In the last election cycle alone, at least 19 House lawmakers’ spouses collected more than $600,000 in fees from their partners’ campaign accounts, according to a review by the Sunlight Foundation. That number does not count payments made from leadership PACs, nor does it include money collected by other family members besides spouses.
“It raises a whole series of problems and issues that would be better if taken off the table,” said Gary Kalman, of U.S. PIRG. “You’re talking about conflicts of interest — about issues of nepotism, and whether the best people are working on the campaigns, or if this is simply a way to funnel money to family members.”
Rep. Louie Gohmert (R-Texas) — whose wife, Kathy, collected more than $70,000 last cycle for work on his campaign — defended the practice, calling his wife overqualified for the job.
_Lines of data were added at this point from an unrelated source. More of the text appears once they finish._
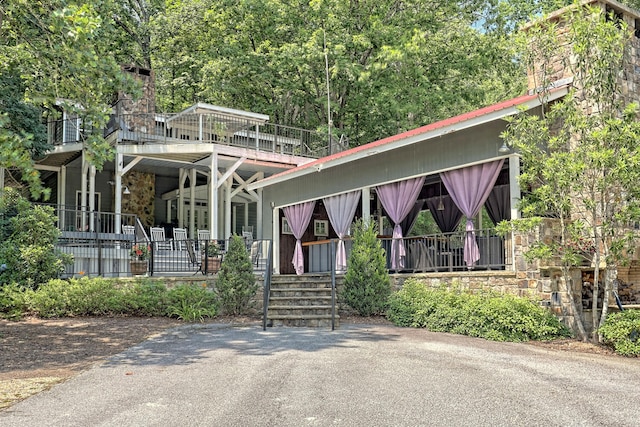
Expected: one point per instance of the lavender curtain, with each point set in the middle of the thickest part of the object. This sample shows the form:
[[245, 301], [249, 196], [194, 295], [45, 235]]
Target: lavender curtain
[[447, 219], [398, 199], [298, 217], [469, 188], [498, 203], [341, 209]]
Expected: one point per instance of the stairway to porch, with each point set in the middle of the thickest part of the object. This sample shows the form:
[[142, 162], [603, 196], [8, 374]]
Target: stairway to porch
[[301, 301]]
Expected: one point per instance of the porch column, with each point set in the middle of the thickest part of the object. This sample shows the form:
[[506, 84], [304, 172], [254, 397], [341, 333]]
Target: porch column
[[118, 192], [62, 197], [227, 208], [83, 193], [514, 186], [259, 205], [366, 210], [213, 195], [275, 214], [181, 178], [192, 202]]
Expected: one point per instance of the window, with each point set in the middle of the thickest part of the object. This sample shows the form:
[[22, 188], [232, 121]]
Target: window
[[285, 226]]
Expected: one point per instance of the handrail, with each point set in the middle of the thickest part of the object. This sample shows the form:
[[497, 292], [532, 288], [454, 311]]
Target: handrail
[[267, 286]]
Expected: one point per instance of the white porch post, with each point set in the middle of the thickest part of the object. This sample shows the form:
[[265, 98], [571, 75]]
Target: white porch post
[[227, 208], [62, 196], [83, 193], [514, 186], [366, 210], [192, 202], [213, 195], [181, 178], [259, 206], [118, 192], [275, 214]]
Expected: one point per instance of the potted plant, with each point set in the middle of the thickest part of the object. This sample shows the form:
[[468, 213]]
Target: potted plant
[[211, 257], [140, 254]]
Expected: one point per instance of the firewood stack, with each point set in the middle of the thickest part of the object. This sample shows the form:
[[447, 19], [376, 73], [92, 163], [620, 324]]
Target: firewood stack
[[587, 291], [628, 293]]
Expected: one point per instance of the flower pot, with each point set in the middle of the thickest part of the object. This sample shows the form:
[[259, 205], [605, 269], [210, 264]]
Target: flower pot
[[138, 268], [211, 264]]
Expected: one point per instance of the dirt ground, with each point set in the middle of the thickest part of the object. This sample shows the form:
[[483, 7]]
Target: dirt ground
[[37, 353]]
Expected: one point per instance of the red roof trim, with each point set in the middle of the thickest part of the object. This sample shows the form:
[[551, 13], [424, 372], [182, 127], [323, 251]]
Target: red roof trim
[[424, 129]]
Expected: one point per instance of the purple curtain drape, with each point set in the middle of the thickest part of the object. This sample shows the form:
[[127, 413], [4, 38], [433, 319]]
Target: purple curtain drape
[[469, 188], [341, 209], [447, 219], [498, 203], [397, 199], [298, 217]]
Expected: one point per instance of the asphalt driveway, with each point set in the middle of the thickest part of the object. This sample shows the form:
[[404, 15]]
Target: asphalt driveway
[[358, 375]]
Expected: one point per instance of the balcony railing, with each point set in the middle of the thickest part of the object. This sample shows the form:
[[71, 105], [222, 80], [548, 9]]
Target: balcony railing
[[202, 128]]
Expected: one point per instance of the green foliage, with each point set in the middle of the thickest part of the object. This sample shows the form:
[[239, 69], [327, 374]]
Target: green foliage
[[236, 284], [28, 235], [366, 282], [489, 315], [622, 332], [13, 301], [191, 303], [99, 296]]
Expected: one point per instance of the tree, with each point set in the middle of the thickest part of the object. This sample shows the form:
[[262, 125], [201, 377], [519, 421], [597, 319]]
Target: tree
[[581, 157], [55, 50], [392, 65], [366, 283]]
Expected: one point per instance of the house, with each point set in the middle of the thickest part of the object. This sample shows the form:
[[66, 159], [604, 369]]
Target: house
[[225, 170]]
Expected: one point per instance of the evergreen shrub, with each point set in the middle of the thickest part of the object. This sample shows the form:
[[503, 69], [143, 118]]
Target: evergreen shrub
[[367, 285], [490, 315]]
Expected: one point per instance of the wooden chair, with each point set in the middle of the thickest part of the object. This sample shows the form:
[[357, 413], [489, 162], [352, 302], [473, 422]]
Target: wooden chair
[[159, 240], [180, 239]]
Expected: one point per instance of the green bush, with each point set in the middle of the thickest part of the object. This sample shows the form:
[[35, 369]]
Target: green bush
[[489, 315], [27, 237], [191, 303], [12, 301], [366, 283], [236, 284], [621, 331]]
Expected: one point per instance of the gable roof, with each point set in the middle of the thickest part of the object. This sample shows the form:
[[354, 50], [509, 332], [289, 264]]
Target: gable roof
[[433, 130]]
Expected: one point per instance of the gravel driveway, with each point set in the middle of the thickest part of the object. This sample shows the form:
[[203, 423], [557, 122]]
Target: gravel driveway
[[358, 375]]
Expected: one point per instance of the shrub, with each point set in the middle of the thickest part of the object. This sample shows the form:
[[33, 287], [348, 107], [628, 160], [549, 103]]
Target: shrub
[[27, 237], [12, 301], [488, 315], [236, 284], [366, 283], [191, 303], [621, 331], [77, 297]]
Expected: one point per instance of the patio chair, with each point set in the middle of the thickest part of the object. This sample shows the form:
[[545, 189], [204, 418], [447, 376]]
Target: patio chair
[[180, 239], [159, 240]]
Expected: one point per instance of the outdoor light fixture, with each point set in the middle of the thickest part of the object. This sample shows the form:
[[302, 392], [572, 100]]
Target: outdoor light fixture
[[504, 149], [440, 203]]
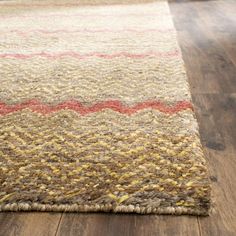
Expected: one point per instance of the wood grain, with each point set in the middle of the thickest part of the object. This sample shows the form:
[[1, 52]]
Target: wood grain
[[207, 36]]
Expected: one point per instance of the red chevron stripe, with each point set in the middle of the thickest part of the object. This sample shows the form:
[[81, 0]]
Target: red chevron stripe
[[94, 54], [37, 106]]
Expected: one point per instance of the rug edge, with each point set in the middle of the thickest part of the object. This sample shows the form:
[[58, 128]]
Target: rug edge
[[103, 208]]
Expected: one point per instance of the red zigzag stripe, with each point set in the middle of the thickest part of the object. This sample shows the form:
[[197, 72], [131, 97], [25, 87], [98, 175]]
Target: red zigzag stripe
[[37, 106]]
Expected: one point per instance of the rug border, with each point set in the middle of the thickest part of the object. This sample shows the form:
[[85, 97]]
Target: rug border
[[103, 208]]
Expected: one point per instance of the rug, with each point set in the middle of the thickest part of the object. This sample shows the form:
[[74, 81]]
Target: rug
[[96, 112]]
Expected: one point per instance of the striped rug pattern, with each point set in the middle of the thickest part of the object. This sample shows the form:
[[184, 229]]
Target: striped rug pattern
[[96, 112]]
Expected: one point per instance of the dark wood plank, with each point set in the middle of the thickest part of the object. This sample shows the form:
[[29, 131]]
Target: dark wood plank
[[127, 225], [222, 163], [28, 224]]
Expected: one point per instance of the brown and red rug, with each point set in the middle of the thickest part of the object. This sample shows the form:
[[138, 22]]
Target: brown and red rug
[[95, 111]]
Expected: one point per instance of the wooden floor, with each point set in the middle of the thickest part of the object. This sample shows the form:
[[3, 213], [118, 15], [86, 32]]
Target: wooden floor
[[207, 35]]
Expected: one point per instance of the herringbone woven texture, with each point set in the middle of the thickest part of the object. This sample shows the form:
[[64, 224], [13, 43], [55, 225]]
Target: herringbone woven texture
[[95, 111]]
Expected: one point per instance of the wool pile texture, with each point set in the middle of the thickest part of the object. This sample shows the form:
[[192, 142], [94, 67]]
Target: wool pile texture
[[96, 112]]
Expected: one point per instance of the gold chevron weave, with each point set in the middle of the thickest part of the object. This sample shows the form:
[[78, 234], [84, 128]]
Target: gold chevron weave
[[95, 111]]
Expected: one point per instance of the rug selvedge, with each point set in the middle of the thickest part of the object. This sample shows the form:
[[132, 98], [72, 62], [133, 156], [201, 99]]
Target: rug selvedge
[[96, 119]]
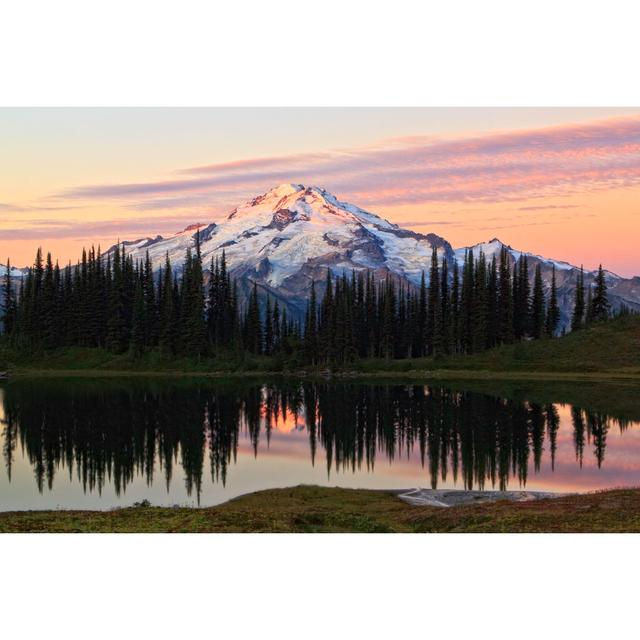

“She and I could both be making a lot more money elsewhere if we were not committed to helping our district and country,” Gohmert said in a statement. “Kathy is my closest ally, best friend and most trusted adviser all in one. There is simply no better person to fill her role.”
Rep. Gene Taylor (D-Miss.) similarly employs his wife, Margaret, paying her $14,700 in salary in 2005 to manage his re-election campaign.
Rep. Bart Stupak (D-Mich.) employed his wife, Laurie Ann, on his campaign, paying her $69,756 over the last cycle, including a $3,000 “election bonus.” Alex Haurek, a spokesman for the Congressman, indicated Stupak’s wife will not continue in the role. “The Congressman’s campaigns have become more complex due to more of his campaign time and effort being devoted to support local, state and federal candidates,” Haurek said. “For these reasons, after 20 years of political consulting Mrs. Stupak has said she is looking forward to pursuing other professional opportunities.”